Monday, January 5, 2009

Are imaging services missing NARA records?

One of the more intriguing threads on the APG (Association of Professional Genelaogists) mailing list was started by Tom Kemp titled Chicago Marriage Records 1871-1920 going online. While the original post was informative about the subject, controversy soon arose over the issue of volunteer or commercial image providers (the ones working for ancestry, Footnote, FamilySearch, others?) missing specific records when capturing images from microfilms or original documents.

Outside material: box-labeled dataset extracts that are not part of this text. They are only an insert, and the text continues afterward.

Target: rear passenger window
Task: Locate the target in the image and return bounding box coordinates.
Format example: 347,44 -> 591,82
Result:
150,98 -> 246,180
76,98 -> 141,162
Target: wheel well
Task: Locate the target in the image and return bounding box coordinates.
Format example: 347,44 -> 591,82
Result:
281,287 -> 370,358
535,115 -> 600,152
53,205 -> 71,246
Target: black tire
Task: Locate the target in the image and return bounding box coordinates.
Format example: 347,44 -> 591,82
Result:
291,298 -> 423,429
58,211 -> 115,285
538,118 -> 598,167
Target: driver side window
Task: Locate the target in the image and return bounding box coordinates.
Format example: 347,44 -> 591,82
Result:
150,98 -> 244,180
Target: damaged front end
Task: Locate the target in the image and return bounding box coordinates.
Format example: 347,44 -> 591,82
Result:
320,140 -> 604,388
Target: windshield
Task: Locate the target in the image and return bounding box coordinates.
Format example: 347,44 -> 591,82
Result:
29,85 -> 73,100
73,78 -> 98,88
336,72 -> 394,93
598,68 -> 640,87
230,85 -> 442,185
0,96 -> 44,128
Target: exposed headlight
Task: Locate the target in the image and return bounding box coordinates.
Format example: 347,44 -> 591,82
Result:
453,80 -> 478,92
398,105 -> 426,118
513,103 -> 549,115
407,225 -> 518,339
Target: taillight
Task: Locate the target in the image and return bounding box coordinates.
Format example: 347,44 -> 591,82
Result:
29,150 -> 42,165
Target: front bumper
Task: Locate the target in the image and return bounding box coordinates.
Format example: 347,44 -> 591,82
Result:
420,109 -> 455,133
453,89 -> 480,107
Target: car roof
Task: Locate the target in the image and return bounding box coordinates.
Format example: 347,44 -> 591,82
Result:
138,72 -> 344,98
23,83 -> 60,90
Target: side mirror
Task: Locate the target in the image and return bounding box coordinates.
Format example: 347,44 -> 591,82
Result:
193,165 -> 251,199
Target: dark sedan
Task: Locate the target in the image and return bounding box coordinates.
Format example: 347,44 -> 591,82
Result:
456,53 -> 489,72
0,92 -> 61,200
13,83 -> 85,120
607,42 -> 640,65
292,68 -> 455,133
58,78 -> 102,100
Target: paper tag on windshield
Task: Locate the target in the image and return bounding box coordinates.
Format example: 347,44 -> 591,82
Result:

Peggy Reeves is an experienced genealogist who uses the National Archives in Washington DC frequently to pursue her own and her clients research. Her first response to Tom's post, and subsequent responses to other posters, made claims that (see original posts for context and more complete commentary):

* "They (the Footnote folks) are scanning in poor quality black-and-white images, and not from the original documents in most cases, but from antiquated NARA microfilm that is difficult to read in the first place." - from here.

* "The Ancestry Civil War pension index is a good example. Many of those cards are difficult to read on the NARA microfilm. Ancestry has a disclaimer that says 10% of the images are "missing". They are NOT "missing". The truth is that the subscription service chose not to include the ones that scanned as all black or all blank, and it's more like 20-30%, not 10%." - from here.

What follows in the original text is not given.